#childsafety | Community ponders if justice was reached with Chauvin verdict as police killing of a Black teen makes headlines


SAN FRANCISCO (KGO) — A day after a jury returned three guilty verdicts in the murder case of former Minneapolis police officer Derrick Chauvin, the country is beginning to process what the bellwether case means for policing in our country.The conviction is seen as an important step towards accountability, but is it justice?

“Accountability does not = justice,” Bernice A. King, daughter of late civil rights leader MLK, tweeted after the jury reached a verdict Tuesday.

A wave similar sentiments were shared across social media by Black people and allies in the fight against the systems that allow these police killings to continue to happen.

But it’s already happened again. Another fatal shooting by police caught on camera, showing just how much work still needs to be done.

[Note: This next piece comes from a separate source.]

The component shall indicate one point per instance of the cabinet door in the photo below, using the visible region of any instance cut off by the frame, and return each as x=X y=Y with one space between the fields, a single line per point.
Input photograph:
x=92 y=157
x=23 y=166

“There is a war that is waged on Black life every single day in this country and somewhere today in the United States of America the cops killed somebody else, we just don’t know their name,” said Cat Brooks, executive director of the Justice Teams Network.

VIDEO: California eyeing police reform following Derek Chauvin trial

She made the comment to ABC7 News Race and Culture Reporter Julian Glover in an interview just moments after the verdict was read in Minneapolis.

Brooks was right: the name this time is Ma’Kiah Bryant.

The 16-year-old was killed by an officer in Columbus, Ohio as the jury in the Chauvin case ended deliberations.

A hashtag of her name appearing on Twitter just as the world processed the news coming out of Minneapolis.

Police said the Black teen, who called police herself, threatened two girls with a knife before the officer fatally shot her.

RELATED: Columbus police shoot, kill 16-year-old Ma’Khia Bryant

The shooting was caught on police-worn body camera and bystander cellphone video.

By nightfall, protests broke out in Columbus.

Then, the sinking feeling for so many Black people, “here we go again.”

“Any small amount of progress made is immediately taken away,” said Danielle Fuentes Morgan, PhD, assistant professor in the English department at Santa Clara University.

Fuentes Morgan recently published the book “Laughing to Keep from Dying,” dealing with the traumas of living while Black and how satire is used to enlighten, illuminate and survive.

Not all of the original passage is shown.